Efforts to create an even cleaner Seychelles have kicked into high gear after a country-wide ban on common plastic items went into effect over the weekend.
Businesses had until Friday to ensure that no plastic plates, cuts, or Styrofoam takeaway boxes could be found on store shelves. The ministry of environment, energy and climate change said last week it will be confiscating any of those items that it sees.
In September, Seychelles' cabinet of ministers approved a ban on the importation of Styrofoam takeaway boxes, and plastic items such as carrier bags, plates, cups and cutlery. While the ban of the importation took effect on January 1st, businesses were given until the beginning of July to use up their stock.
The director general for waste, enforcement, and permit section in the ministry told journalists last week that at all is ready for the second step in the phase out process.
"Since January importation is restricted, however, there is an exemption list.

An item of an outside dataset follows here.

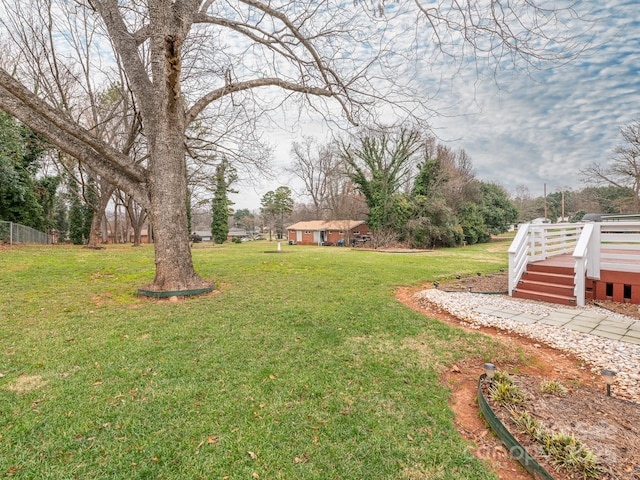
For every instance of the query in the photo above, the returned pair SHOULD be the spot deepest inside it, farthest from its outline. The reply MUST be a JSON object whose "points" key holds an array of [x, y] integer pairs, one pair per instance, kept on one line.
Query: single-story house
{"points": [[333, 232]]}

And as of Saturday July 1st, there will be a complete ban on the manufacturing, distribution as well as commercial use of all these items."
Nanette Laure said that already a number of importers are sending samples of environmentally friendly alternatives. "We have been sent biodegradable items which disintegrate after a few months and these include bags, there are re-useable bags as well as those made of cloth."

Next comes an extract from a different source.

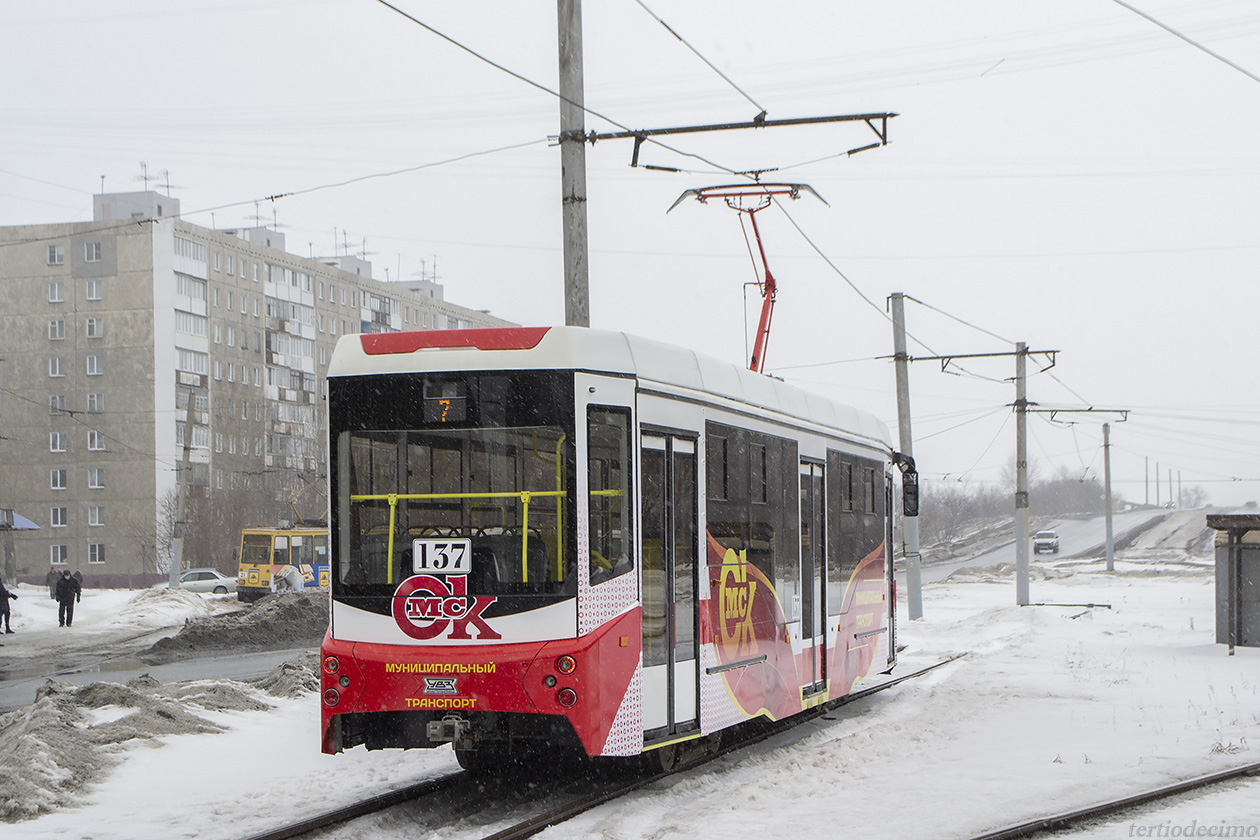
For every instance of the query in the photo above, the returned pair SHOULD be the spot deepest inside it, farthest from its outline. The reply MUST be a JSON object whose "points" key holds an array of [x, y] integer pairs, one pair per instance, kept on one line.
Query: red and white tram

The ministry is collaborating with the Seychelles Bureau of Standards to ensure that the replacements are bio-degradable.
Laure said that the ban exempts plastics used in the agricultural sector, industrial packaging sold in frozen conditions, and plastics used in the disposal of waste such as bin liners.
As a way of ensuring that the ban on these items is respected, the ministry is working closely with the trade and customs division of the Seychelles Revenue Commission to screen all requests for import permits.
"We will be monitoring and following up with all known retailers to ensure that these plastics are no longer entering the country." A task force will be set up within the division to ensure that the ban is respected.
Under the Environment Protection regulation 2017 which is the restriction on manufacturing, importation and distribution of plastic bag, the Environment ministry can fine businesses not adhering to the ban.
According to a provisional study of the landfill in Seychelles, a group of 115 islands in the western Indian Ocean, plastic wastes account for 33 percent of all wastes.